Saçlarını tuttum, yumuşak tellerin arasından parmaklarımı geçirdim. Zirveye sertçe emdi, pürüzlü dilini areolanın etrafında gezdirdi.
Göğsümde bir hırlama yankılandı. O da kaba bir hırlama ile karşılık verdi, tüm vücudumdan titreme dalgaları geçti.
Islak külotum cildime yapışmıştı, şişmiş klitorisimle sürtünüyordu.
"Daha fazla," nefes nefese kaldım, alınmayı yalvararak istedim.
Parmaklarını kot pantolonumun beline taktı ve sertçe çekti, düğme ve fermuarı yırtarak açtı. Ayaklarımı yere bastırdım, kalçalarımı kaldırdım ve o kumaşı bacaklarımdan aşağı çekti, iç çamaşırlarımı da beraberinde götürerek beni tamamen çıplak bıraktı.
Ormanın zeminindeki dallar ve yapraklar çıplak tenimi çiziyordu.
Oturup ellerimi onun keten gömleğine kaydırdım ve kontrolsüzce yırttım. Kumaş omuzlarından sarktı, tanımlı gövdesini ortaya çıkardı. Güneşten bronzlaşmış tenini ve karnına kadar uzanan ince, kaslı yapısını hayranlıkla izledim. Göğsünün ortasında ince altın ve kahverengi tüylerden oluşan hafif bir iz vardı.

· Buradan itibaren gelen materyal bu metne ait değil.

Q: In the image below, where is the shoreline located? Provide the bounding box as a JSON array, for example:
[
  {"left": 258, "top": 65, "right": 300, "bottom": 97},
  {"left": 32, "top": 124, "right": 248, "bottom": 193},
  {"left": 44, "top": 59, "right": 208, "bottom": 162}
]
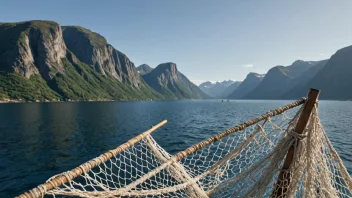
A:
[{"left": 0, "top": 98, "right": 352, "bottom": 104}]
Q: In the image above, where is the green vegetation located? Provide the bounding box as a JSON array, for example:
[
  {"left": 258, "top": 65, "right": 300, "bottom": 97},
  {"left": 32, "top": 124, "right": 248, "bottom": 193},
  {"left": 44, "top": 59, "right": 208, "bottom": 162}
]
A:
[
  {"left": 48, "top": 56, "right": 162, "bottom": 100},
  {"left": 63, "top": 26, "right": 108, "bottom": 49},
  {"left": 0, "top": 73, "right": 61, "bottom": 101}
]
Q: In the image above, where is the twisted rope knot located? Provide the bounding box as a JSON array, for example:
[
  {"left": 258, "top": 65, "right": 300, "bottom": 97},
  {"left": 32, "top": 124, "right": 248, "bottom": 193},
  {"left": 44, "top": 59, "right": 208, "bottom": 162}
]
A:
[{"left": 288, "top": 129, "right": 308, "bottom": 141}]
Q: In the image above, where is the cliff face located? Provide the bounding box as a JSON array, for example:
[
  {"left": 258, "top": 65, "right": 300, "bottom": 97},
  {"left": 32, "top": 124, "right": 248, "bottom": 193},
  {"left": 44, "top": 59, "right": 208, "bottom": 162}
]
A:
[
  {"left": 63, "top": 26, "right": 143, "bottom": 88},
  {"left": 296, "top": 46, "right": 352, "bottom": 100},
  {"left": 0, "top": 21, "right": 66, "bottom": 80},
  {"left": 137, "top": 64, "right": 154, "bottom": 75},
  {"left": 0, "top": 21, "right": 163, "bottom": 100},
  {"left": 143, "top": 63, "right": 208, "bottom": 99}
]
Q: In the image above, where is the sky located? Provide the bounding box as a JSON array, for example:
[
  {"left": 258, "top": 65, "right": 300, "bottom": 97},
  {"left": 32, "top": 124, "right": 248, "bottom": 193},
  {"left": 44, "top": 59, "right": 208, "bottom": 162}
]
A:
[{"left": 0, "top": 0, "right": 352, "bottom": 84}]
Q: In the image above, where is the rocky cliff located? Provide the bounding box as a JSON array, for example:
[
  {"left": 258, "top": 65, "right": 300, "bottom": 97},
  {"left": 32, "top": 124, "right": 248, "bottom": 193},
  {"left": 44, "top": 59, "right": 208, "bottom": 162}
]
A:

Bakışlarım daha aşağıya kaydı ve pantolonunun sıkı kumaşına karşı gerilen çıkıntıyı fark ettim.
Elimi üzerine koydum, elimi kaydırdım ve dokunuşumun altında kaslarının gerildiğini hissettim.
Dudaklarımı yaladım, çenemi yukarı kaldırdım. Bana gözlerini kırpmadan baktı, ağır nefesiyle göğsü hızla inip kalkıyordu.

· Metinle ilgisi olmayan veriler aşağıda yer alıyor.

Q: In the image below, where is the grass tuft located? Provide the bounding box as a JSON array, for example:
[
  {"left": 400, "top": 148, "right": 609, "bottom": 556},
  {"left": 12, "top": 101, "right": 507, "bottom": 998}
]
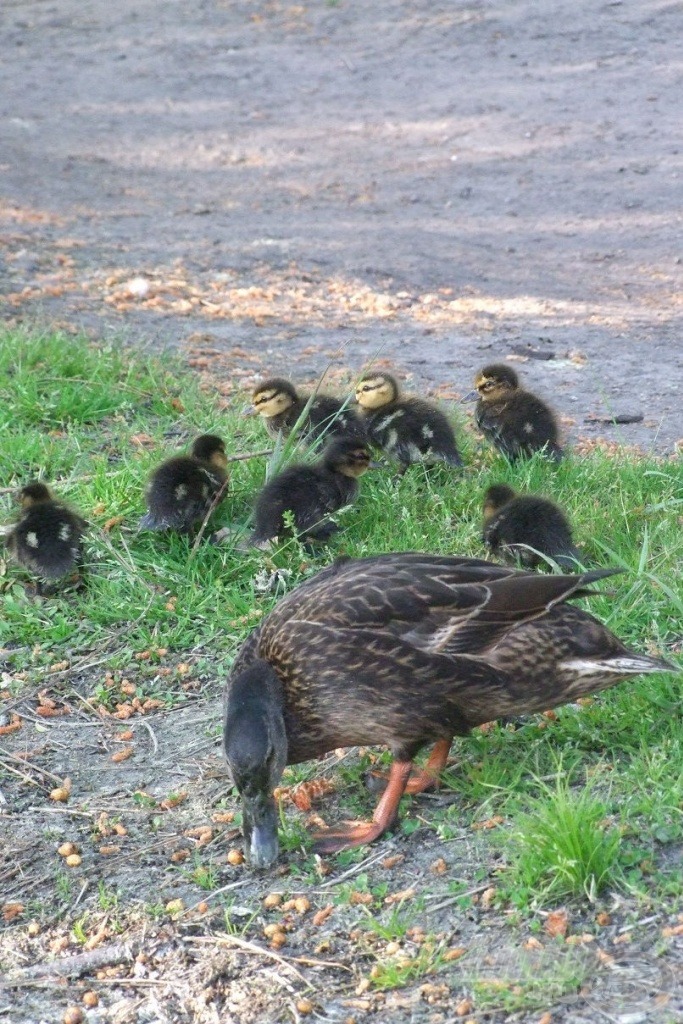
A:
[{"left": 497, "top": 774, "right": 623, "bottom": 902}]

Bir inleme kaçtı dudaklarımdan.
Bu, beni sıkıca tutup tekrar öpmesi için yeterliydi.
Sahip olduğumu bilmediğim bir cesaretle, parmaklarımı kaydırıp kotunun düğmesini çözdüm ve fermuarını aşağı çektim.
Beni durdurmadı, dokunuşumda tereddüt bile etmedi. Parmaklarım boxer'ının altındaki sertliğe değdiğinde, ağzımın içinde inledi.

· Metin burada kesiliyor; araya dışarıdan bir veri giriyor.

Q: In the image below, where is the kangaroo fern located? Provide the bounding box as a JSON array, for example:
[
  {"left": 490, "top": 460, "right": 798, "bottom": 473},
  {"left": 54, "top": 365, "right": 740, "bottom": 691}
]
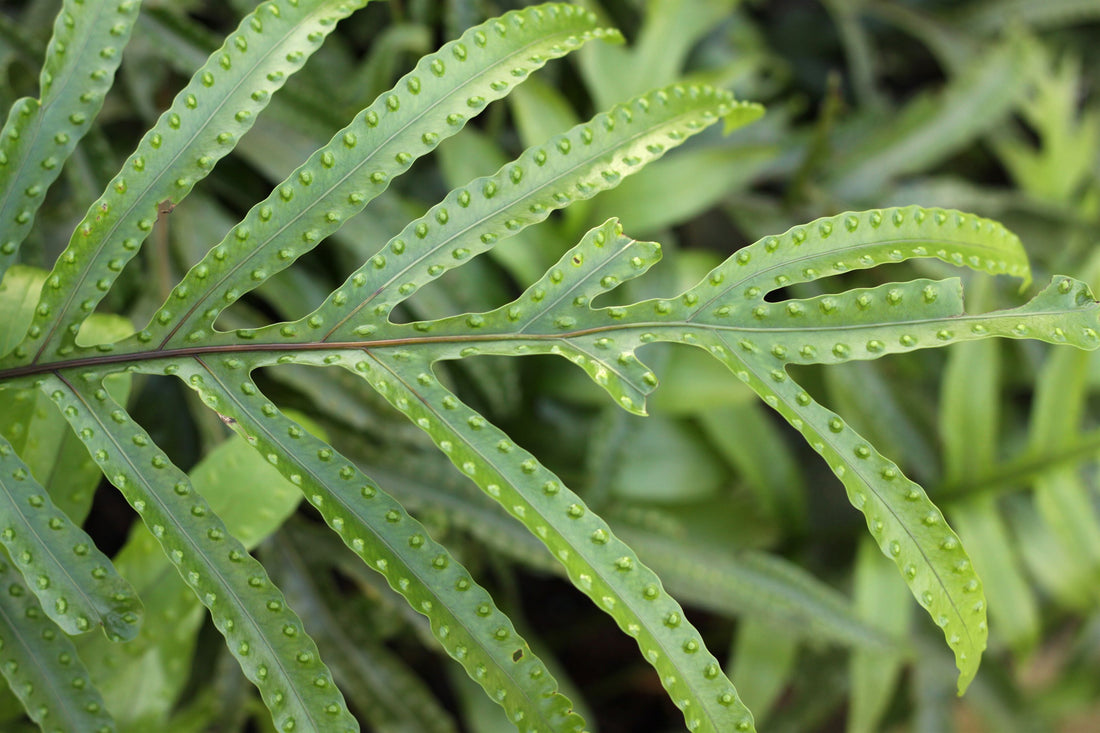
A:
[{"left": 0, "top": 0, "right": 1100, "bottom": 733}]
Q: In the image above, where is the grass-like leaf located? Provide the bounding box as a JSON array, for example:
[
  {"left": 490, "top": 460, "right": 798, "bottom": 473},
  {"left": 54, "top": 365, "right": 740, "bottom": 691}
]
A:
[{"left": 0, "top": 0, "right": 1100, "bottom": 733}]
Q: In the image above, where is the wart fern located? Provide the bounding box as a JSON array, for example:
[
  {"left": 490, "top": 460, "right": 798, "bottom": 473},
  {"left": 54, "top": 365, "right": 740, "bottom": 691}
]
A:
[{"left": 0, "top": 0, "right": 1100, "bottom": 733}]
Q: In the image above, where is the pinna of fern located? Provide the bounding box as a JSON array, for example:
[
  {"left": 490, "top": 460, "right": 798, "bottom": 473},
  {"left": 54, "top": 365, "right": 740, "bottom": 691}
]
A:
[{"left": 0, "top": 0, "right": 1100, "bottom": 733}]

Nefesim kesildi, kumaşın üzerinden ona dokundum.
Göz kırparak, vücudum ona içgüdüsel olarak yanıt verdi. Üzerime öyle yoğun bir sıcaklık dalgası çarptı ki, parçalanacağımı sandım.
Fenrir'i takip edemeyecek kadar hızlı hareket etti. Beni karnımın üzerine çevirdi, vücudumu sert, tanımlı çerçevesine bastırdı. Dudakları boynuma değdi, dişleri hassas tenimi sıyırdı.
"Lütfen..." diye fısıldadım, sesim rüzgara karışarak kayboldu.
Dizlerinin üzerine kalkarak pantolonunu aşağı itti, ereksiyonunu serbest bıraktı. Omzumun üzerinden bakarken, uzun, kalın uzunluğu, yüzeyindeki damarların nabız atışını hayranlıkla izlemekten kendimi alamadım.
Bakışlarını benimkilerle buluşturdu, başını hafifçe eğdi. İnsan gibi görünmüyordu—hiçbir şeyi doğal değildi. Fenrir tamamen hayvani içgüdüleriyle hareket ediyordu. Altın gözleri parlıyordu ve yaptığı her hareket kesin ve ilkeldi.
Uyluklarımı açtı, parmaklarını ıslaklığımın üzerinden geçirerek yarığımı kaydırdı. Bir uluma gibi bir ses çıkardı, elini geri çekip yüzüne getirdi. Derin bir nefes aldı, burun delikleri arzumun kokusunu içine çekerken genişledi. Sonra parmaklarını dudaklarına götürdü, onları yalayarak beni tattı.